Ministers decided not to force through plans to cut benefits to hundreds of polygamous families in the UK after officials advised that the move would be too politically sensitive.
Internal documents obtained by The Independent on Sunday reveal that ministers from four departments ordered an “urgent review” of the position of up to 1,000 men with “multiple wives”, amid complaints that they were claiming millions in benefits.
However, the Government decided against altering the status of polygamous families after it was warned that it could contravene human rights legislation – and officials assured that the benefits system was geared to ensure there was “no financial advantage to claiming for those in polygamous marriages”.

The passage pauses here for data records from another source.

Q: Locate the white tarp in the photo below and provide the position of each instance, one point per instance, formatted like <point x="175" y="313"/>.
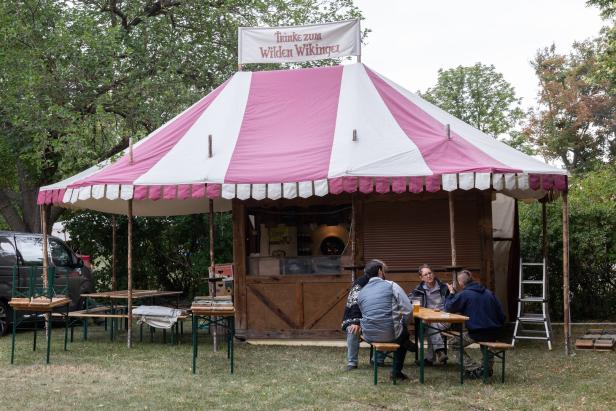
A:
<point x="157" y="316"/>
<point x="299" y="43"/>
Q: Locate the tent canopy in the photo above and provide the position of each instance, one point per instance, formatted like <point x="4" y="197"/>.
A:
<point x="302" y="133"/>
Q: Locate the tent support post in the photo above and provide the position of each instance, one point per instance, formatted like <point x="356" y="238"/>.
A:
<point x="114" y="280"/>
<point x="452" y="236"/>
<point x="212" y="270"/>
<point x="566" y="311"/>
<point x="43" y="210"/>
<point x="129" y="341"/>
<point x="45" y="274"/>
<point x="354" y="237"/>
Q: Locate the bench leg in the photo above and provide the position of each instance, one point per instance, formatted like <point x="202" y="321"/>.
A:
<point x="394" y="374"/>
<point x="486" y="353"/>
<point x="35" y="332"/>
<point x="503" y="368"/>
<point x="14" y="332"/>
<point x="49" y="327"/>
<point x="376" y="368"/>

Details of the response to the complaints came after the Tory frontbencher Baroness Warsi accused politicians of failing to deal with the issue because of “cultural sensitivity”. The Muslim peer urged the Government to consider the mandatory registration of all religious marriages to stop men in Britain from marrying more than one woman.
Four departments embarked on the review in 2006 following a parliamentary question on the benefits payable to polygamous families. Ministers were told that, before 1988, benefit was paid to anyone who could establish they were in polygamous relationships, but “this was narrowed to polygamous marriage following press interest in people in hippie communes living off the state”.
Britain recognises polygamous marriages from countries where such unions are legal, although a man is prevented from bringing another wife into this country if a woman is already living as his wife in the UK.